The manual's procedure for reinstalling the CG is easy to misinterpret. It ends with "Reassemble
by reversing removal sequence." It is clear to me that this induced someone to bolt the module
in place, then rotate the knobs to achieve registration, just like A4 and A6.
But this skips a critical step, to wit: You must get each boss into its corresponding lozenge.
If you don't, then when you tighten the mounting screws, the flange will press the shaft forward
until it's flush with the disk, leaving it without a locator. As a result, when you turn the knob, the
flange will walk sideways until its outer edge fetches up against the recess in the star wheel.
Only then will the coupler begin to transmit torque.
Happily, it's easy to undo this gaffe.
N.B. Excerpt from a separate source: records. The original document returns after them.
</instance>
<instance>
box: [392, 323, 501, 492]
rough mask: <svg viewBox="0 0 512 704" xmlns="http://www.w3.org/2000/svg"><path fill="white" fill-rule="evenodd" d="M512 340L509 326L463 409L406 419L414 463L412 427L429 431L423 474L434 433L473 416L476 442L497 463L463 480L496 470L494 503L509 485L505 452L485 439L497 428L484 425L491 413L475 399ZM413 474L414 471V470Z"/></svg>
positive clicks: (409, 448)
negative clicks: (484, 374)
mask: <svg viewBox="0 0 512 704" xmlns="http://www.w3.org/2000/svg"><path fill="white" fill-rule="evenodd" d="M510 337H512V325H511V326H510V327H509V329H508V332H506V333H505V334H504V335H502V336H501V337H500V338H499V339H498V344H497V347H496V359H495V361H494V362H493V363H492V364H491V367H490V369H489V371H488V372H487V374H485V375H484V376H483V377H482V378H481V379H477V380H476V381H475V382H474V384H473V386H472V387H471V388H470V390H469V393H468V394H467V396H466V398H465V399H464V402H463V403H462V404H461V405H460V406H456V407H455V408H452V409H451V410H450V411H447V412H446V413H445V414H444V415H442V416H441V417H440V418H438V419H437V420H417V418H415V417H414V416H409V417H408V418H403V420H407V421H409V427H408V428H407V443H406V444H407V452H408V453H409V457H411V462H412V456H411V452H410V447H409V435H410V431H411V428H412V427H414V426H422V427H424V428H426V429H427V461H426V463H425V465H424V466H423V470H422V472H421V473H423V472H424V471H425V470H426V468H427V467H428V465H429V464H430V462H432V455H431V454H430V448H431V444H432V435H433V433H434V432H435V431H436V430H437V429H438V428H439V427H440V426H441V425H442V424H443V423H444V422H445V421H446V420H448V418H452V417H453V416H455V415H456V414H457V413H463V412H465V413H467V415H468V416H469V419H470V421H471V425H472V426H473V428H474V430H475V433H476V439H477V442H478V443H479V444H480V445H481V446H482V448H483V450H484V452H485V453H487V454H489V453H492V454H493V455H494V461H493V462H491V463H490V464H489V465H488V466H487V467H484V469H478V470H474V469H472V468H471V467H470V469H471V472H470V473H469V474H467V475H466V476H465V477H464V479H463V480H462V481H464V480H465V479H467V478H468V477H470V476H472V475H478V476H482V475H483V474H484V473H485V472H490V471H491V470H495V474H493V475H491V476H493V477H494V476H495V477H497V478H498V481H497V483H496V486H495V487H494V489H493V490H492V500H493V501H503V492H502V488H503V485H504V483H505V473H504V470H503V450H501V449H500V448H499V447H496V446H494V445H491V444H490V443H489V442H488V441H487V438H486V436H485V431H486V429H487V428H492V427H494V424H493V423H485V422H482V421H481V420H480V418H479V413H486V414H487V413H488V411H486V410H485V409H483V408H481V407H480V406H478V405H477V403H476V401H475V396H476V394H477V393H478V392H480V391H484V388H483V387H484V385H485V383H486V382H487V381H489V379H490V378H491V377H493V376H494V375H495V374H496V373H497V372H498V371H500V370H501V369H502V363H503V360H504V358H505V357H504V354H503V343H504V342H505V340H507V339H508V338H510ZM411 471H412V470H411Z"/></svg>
Using a 3-inch C-clamp as a press, move the shaft
rearward until it once again projects from the wheel. (You'll also need a block of something as
a spacer - a 3/4" socket is perfect. Otherwise the clamp will mash the detent spring.) And
when you put the module back in, maneuver it around with gentle finger pressure while rotating
the knobs, until you're *certain* that both couplers are fully mated. Only then tighten the screws.
HTH,
Dave Wise
PS - The procedure has you dismount shield plate MP69 to reach captive screw A2A7H1.
I didn't have to do this, but it's best to use a screwdriver with a round shaft and no larger than
needed, to avoid gouging cable insulation.